小女孩被他抱在懷中,身上腐爛的皮膚處塗著蠟液,凝固的蠟殼下隱約還能看見變色的腐肉。她渾身青白,四肢關節處和脖子那兒有縫合的痕跡,仿佛是被重新拚湊起來的洋娃娃,穿著一身漂亮的紅色碎花小裙子,安靜地躺在副店長懷裏,表情安詳,像是在做一個憨甜的美夢。

蒼白的燈光下,老人抱著小女孩,一老一少相依偎著,如果忽略這其中女孩已經死亡,而老人也差不多行將就木,場景竟然有一種難得的溫馨從容。

仉道安看了一眼,隨後眼神下移。

“她在解凍。”

解方澄也往地上一看。

滴噠,滴噠。

在這一切都靜止的副本裏,這個結冰的小女孩身上卻在滴噠著流下混雜著黃色脂肪似的**。

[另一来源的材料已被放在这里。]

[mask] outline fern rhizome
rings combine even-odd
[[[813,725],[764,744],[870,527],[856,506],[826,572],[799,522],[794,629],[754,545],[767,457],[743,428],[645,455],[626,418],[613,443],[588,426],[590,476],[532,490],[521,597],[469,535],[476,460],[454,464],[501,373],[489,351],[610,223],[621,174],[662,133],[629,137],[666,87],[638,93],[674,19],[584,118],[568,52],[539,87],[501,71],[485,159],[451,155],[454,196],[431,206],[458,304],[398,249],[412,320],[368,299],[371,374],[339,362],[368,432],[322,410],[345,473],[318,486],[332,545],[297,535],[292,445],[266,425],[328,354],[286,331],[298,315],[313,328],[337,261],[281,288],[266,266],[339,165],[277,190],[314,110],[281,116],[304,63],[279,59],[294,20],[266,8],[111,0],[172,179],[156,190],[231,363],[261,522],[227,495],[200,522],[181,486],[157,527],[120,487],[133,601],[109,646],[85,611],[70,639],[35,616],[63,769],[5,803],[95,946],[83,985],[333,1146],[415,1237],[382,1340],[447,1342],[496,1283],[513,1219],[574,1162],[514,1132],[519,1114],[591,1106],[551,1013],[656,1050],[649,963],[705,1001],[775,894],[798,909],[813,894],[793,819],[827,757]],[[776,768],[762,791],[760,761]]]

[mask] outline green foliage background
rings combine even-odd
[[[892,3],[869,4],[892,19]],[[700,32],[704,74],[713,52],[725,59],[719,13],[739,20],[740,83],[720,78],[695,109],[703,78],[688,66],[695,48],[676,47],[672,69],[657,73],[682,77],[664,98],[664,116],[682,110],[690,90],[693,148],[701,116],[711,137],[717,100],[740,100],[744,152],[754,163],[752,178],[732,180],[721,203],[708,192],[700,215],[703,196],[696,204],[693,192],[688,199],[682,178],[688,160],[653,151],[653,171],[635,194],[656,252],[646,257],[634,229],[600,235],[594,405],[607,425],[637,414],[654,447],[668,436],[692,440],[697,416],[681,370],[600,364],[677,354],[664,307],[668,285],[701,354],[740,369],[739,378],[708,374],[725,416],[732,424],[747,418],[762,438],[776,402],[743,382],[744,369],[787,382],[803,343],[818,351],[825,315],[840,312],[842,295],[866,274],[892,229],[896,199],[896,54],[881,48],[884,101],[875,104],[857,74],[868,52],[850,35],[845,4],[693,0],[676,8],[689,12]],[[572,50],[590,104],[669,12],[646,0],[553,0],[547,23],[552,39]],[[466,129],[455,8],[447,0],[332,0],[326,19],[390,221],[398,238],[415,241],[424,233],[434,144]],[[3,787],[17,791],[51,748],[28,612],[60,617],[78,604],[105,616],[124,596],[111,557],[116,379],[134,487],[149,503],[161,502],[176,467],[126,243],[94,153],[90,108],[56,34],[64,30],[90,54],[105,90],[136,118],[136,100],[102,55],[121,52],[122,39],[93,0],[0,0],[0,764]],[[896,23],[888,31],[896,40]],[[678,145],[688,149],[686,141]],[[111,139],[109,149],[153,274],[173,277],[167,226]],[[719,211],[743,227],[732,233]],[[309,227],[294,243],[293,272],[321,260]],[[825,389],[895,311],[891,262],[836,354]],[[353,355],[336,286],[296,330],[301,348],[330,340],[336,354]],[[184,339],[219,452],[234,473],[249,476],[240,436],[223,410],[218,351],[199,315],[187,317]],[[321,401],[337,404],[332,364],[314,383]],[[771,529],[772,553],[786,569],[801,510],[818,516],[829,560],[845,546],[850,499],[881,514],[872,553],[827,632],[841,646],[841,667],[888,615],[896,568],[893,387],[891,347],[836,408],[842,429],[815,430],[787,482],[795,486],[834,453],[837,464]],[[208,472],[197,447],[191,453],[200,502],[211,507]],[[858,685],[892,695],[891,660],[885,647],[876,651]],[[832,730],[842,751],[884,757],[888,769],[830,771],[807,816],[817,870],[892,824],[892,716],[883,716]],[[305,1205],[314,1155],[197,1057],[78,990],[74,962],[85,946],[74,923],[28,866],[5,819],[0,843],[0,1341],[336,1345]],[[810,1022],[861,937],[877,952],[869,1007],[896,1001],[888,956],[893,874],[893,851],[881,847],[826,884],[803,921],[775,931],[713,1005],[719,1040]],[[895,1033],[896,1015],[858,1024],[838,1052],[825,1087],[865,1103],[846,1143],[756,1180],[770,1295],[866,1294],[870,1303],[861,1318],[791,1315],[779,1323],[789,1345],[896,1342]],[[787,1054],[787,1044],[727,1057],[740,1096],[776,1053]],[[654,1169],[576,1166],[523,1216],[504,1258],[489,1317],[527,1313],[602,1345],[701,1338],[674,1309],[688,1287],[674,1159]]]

聽見仉道安這麽說,眾人齊齊往後退了一步,解方澄倒是往前走了一步。

他像是聞不見這撲鼻的臭味一樣,走到這具可怕的屍體麵前,蹲下身看著眼前的小女孩。

閉著的那雙眼睛終於慢慢睜開,瞳孔上翻,隻露出布滿青色血絲的眼白。

小女孩僵直地轉過頭來,“看”向解方澄,手指直直地伸出,像是想要掐住他的脖子。

麵對這樣恐怖的場景,解方澄隻是歎了口氣。

他伸出手,輕輕覆蓋在小姑娘的眼皮上。

“辛苦了。”

兩道脂黃色的眼淚從這雙眼睛裏流出來,眾人似乎都隱約聽到了一聲有些淒厲而哀怨的哭聲。

當解方澄挪開手掌後,小女孩再一次沉沉睡去。

仉道安在一旁遞給他一條手帕,解方澄接過手帕擦掉手上沾著的**。

周圍人麵麵相覷。

齊蟬陽忍不住問:“這是怎麽回事??”

一直吊兒郎當的解方澄在這一刻卻有些沉默,他隻是搖了搖頭。

“找找線索吧。”

從齊蟬陽認識他開始,這大佬一貫的能吃能喝能睡,完完全全就是個渾水摸魚的社畜,他那種發自肺腑的刻在骨子裏的閑適能把齊蟬陽這種嚴謹認真的玩家給逼瘋。

這是頭一次,齊蟬陽在他身上感覺到了一種很壓抑沉悶的東西。

但下一秒,這種壓抑沉悶就像是一閃而過的幻覺,說著“大家去找線索吧”的解方澄坐到了椅子上,依舊是那副懶散的模樣。

齊蟬陽:“……”

仉道安轉頭看向解方澄,眼波流轉,不知道又在想什麽,但當解方澄抬頭跟他對視時,這人又把目光收回了。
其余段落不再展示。